Step # 1 Remove the Handle

This step may appear to be the simplest part but may turn out to be the most difficult. Sometimes you can when the faucet is long, get to the nut washer without removing the handle. If the stem is short and the handle completely covers the stem and cap nut you may have to remove the handle before getting to the nut.

Step # 2 Removing the Cap Nut

Wrap the nut in heavy adhesive tape because it may otherwise get scratched. If it is an under-the-handle cap nut make sure to keep a hold of thin plastic washer as these are a pain to replace.

Step # 3 Replace the Washer

Unscrew the spindle (to the left for right-handed faucets and to the right for left-handed faucets) and you will see the washer at bottom of the cup at the bottom of the stem. If the cup is missing or broken it needs to be replaced.

Remove the screw holding washer and the washer itself. If the bottom of the cup is rough, or parts of the old washer sticks clean it.

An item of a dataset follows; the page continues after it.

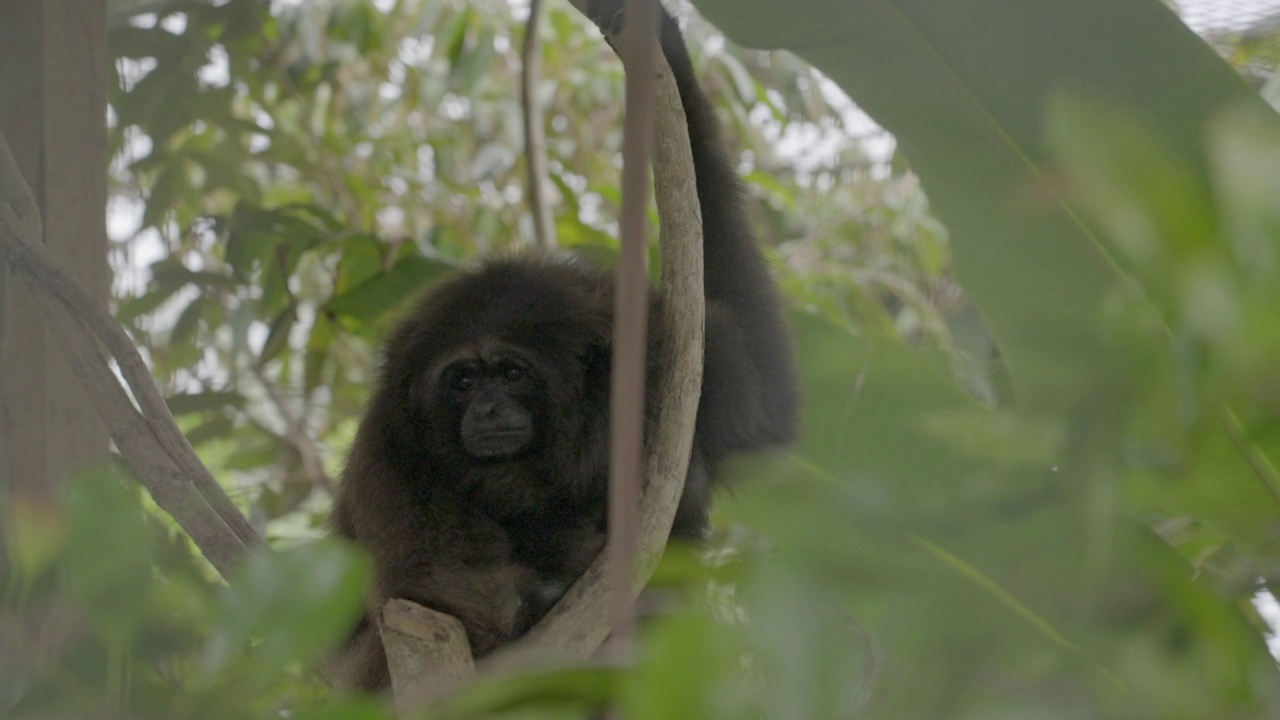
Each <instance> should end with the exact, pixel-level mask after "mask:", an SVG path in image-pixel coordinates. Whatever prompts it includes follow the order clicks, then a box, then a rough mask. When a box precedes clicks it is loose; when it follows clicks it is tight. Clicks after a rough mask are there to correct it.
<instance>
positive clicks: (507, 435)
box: [463, 427, 534, 459]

Then insert the new washer and screw.

There are two shapes of washer – circular and flat / circular and round on one side. If you can tell what shape it is, get the same shape. If you can not determine the shape get both shapes and see which one works best. You can purchase an assorted box at a hardware store.

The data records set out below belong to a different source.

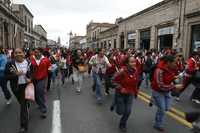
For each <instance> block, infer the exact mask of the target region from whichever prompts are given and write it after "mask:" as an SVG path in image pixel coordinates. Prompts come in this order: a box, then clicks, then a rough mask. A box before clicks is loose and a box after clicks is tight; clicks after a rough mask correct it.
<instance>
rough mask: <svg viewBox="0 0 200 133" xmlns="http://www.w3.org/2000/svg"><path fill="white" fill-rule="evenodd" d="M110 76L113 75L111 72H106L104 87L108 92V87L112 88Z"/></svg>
mask: <svg viewBox="0 0 200 133" xmlns="http://www.w3.org/2000/svg"><path fill="white" fill-rule="evenodd" d="M112 77H113V74H106V75H105V88H106V90H105V91H106V93H109V91H110V90H109V89H110V88H113V87H114V86H113V84H112Z"/></svg>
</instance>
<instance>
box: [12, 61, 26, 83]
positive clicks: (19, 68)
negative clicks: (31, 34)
mask: <svg viewBox="0 0 200 133" xmlns="http://www.w3.org/2000/svg"><path fill="white" fill-rule="evenodd" d="M15 65H16V67H17V70H18V71H23V73H24V74H23V75H20V76H18V84H26V83H27V78H26V73H27V71H28V62H27V60H24V61H23V62H22V63H19V62H15Z"/></svg>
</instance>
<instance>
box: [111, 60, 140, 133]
mask: <svg viewBox="0 0 200 133" xmlns="http://www.w3.org/2000/svg"><path fill="white" fill-rule="evenodd" d="M125 62H126V63H125V64H126V66H125V67H124V68H122V69H121V70H120V71H119V72H118V73H117V74H116V75H115V77H114V79H113V82H114V83H115V85H116V91H115V93H116V94H115V99H114V100H115V103H114V104H115V105H116V112H117V113H118V114H119V115H121V116H122V117H121V120H120V123H119V129H120V130H121V131H123V132H126V131H127V121H128V118H129V116H130V114H131V111H132V104H133V98H134V97H135V98H136V97H137V93H138V83H139V73H138V71H137V60H136V58H135V57H134V56H129V57H128V58H127V59H126V61H125Z"/></svg>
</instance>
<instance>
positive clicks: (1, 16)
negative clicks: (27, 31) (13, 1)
mask: <svg viewBox="0 0 200 133" xmlns="http://www.w3.org/2000/svg"><path fill="white" fill-rule="evenodd" d="M24 26H25V25H24V23H23V21H22V20H20V19H19V18H18V17H16V16H15V15H14V14H13V12H12V10H11V5H10V2H9V1H8V0H7V1H2V0H1V1H0V46H3V47H4V48H16V47H23V45H24V41H23V39H24Z"/></svg>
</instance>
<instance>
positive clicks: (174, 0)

Select a washer with a diameter slightly smaller than space provided.

Step # 4 Checking the Seat

When the faucet handle is closed the washer presses against the seat which creates a watertight seal. However, if the surface is rough this means that cracks are present and you will not have a watertight seal.

The seat of the faucet is usually shiny but if you see channels which look darker this means that corrosion has taken place. If after a new washer has been installed and dripping persists you need to remove the seat for closer inspection.